Every bedroom in my flat has a full-length mirror. My little sister and I have great swathes of mirror attached to our walls- although I think hers is less flattering than mine, so always pop in and double-check a new outfit in her room before I leave. Our flatmate’s mirror is leant precariously against his chest of drawers, because none of us have any real idea about how to attach it to the wall.

‘Can I look in your mirror for a second?’ my flatmate asked yesterday. ‘Of course,’ I replied. Having a full-length mirror, and by full-length I mean properly full-length; and situated so that you can see your entire self, even in shoes and a hat, say before a wedding, or Ascot, or another fancy event I am 100% prepared for but just awaiting my invitation to, is one of the great signifiers of my recently acquired adulthood.

Having a flatmate who regularly pops in to look in it is not.

This mirror issue is not unique to my flat. ‘I don’t have a full-length mirror,’ my friend complained to me a few days ago. ‘That sucks,’ I replied distractedly, trying to work out if I had already seen this particular episode of ‘Parenthood’.

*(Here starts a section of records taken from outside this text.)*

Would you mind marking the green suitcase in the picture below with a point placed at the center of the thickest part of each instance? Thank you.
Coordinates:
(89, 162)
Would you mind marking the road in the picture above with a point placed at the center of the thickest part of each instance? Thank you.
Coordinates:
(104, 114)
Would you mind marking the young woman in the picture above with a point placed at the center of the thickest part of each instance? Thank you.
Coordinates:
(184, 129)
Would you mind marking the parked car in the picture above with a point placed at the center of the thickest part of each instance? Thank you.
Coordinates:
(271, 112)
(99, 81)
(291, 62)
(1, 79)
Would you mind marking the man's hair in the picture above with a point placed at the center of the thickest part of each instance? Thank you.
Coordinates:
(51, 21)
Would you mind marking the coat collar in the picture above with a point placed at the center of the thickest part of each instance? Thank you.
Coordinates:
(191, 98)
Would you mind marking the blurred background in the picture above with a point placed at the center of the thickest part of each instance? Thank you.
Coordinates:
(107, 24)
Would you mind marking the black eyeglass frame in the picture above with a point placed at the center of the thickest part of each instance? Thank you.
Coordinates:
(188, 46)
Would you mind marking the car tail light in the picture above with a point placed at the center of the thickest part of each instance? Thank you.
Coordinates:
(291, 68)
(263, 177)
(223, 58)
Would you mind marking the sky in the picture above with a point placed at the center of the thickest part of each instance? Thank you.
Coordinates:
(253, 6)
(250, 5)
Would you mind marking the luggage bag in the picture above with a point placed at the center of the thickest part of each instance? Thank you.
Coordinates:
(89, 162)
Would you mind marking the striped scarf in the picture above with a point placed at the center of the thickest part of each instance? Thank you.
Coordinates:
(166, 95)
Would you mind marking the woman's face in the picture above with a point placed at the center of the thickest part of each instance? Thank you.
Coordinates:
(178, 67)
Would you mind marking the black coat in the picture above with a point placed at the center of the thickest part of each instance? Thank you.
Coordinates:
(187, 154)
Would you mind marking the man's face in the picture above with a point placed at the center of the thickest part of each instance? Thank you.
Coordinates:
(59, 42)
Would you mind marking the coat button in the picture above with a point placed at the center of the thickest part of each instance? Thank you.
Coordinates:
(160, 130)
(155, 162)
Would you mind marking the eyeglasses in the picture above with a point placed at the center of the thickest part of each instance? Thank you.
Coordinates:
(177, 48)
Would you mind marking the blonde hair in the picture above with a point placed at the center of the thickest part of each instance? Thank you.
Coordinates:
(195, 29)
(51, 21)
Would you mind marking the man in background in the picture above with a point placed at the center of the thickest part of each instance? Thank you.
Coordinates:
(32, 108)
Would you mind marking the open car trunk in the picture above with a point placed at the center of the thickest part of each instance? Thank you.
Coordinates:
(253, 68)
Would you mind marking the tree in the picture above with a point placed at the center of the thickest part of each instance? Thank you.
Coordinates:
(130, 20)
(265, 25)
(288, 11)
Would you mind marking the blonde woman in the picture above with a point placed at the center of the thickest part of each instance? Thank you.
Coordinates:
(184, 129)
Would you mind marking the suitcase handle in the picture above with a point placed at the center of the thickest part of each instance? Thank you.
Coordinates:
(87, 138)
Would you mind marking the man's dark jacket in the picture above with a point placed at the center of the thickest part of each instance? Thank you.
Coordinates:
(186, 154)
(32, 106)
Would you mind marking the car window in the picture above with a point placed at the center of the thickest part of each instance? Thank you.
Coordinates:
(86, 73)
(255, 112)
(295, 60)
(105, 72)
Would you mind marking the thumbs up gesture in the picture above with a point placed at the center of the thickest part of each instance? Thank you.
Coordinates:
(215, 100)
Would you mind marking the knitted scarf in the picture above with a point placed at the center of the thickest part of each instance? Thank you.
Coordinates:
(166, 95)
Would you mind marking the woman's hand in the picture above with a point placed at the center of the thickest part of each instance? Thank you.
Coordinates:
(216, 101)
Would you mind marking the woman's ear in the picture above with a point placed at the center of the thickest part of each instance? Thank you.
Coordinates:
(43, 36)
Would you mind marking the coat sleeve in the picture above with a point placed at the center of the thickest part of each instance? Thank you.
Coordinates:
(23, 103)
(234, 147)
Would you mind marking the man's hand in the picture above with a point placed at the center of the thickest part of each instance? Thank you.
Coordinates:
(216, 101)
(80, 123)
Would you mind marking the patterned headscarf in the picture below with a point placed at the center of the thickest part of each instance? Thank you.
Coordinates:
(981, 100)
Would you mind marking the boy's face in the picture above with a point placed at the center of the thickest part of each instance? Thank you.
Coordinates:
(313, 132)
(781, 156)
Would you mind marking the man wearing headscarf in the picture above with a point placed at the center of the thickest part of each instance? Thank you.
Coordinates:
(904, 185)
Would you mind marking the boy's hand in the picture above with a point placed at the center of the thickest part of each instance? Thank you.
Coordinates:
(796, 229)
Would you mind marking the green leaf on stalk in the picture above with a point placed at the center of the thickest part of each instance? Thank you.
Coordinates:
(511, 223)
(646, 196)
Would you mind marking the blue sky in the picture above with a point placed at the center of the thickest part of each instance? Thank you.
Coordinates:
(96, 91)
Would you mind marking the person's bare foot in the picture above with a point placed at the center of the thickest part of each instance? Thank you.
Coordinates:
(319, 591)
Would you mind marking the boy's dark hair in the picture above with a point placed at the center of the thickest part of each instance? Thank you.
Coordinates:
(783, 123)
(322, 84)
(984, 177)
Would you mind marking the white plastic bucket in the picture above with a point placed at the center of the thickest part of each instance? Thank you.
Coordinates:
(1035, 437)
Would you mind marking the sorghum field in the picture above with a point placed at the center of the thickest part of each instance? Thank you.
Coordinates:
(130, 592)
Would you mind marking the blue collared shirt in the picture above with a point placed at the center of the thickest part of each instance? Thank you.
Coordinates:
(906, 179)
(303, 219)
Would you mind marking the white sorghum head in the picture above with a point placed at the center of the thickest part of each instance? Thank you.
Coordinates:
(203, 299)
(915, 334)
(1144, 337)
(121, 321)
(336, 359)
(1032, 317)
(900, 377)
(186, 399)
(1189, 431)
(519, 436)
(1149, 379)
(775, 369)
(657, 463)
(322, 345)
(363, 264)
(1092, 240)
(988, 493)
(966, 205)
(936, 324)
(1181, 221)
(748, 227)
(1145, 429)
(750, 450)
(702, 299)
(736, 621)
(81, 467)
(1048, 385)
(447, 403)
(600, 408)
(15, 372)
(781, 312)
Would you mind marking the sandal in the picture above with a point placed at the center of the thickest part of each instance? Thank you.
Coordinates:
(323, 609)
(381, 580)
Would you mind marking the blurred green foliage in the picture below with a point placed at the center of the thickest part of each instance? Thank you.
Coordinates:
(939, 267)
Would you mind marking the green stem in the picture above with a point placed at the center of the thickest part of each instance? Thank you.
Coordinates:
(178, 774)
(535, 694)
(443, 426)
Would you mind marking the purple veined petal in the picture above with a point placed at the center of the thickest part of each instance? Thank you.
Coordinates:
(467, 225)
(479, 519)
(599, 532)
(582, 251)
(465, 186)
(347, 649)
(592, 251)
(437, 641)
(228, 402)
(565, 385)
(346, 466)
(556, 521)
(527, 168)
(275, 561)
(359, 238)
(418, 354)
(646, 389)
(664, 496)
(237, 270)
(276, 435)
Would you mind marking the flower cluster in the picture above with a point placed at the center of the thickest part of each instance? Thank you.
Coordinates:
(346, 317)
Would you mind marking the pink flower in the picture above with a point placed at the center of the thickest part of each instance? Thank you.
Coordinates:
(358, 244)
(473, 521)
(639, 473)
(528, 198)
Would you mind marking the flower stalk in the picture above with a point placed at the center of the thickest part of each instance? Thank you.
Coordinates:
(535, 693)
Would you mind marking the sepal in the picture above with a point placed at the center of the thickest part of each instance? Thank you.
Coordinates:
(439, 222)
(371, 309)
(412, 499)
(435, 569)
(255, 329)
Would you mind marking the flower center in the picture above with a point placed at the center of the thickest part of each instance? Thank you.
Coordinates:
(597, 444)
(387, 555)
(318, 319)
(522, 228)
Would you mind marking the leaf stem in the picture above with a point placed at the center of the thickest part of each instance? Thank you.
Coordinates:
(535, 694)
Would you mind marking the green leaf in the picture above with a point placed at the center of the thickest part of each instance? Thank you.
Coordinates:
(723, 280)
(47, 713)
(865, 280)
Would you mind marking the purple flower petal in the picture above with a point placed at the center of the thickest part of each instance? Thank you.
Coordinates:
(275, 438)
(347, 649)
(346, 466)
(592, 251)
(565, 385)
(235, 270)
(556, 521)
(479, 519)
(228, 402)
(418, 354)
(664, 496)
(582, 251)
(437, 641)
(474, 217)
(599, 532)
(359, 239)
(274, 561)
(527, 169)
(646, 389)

‘Parenthood’, a TV series based on the 1989 movie starring Steve Martin, is called ‘that sad one with all the people’ by my flatmate. It’s not an inaccurate description of the show. Obviously, I love it. My friend was still talking. ‘So it’s really hard for me, sexting-wise,’ she continued. ‘What?’ I asked, now fully-engaged. ‘What are you talking about?’ ‘Sexting,’ my friend continued comfortably. ‘When you don’t have a full-length mirror. I had to borrow my flatmate’s. Which was fine, although explaining what I wanted to borrow it for was slightly awkward.’ ‘Maybe I’m more grown-up than I realized,’ I thought to myself. ‘Although I don’t actually know what my flatmate is using my full-length mirror for.’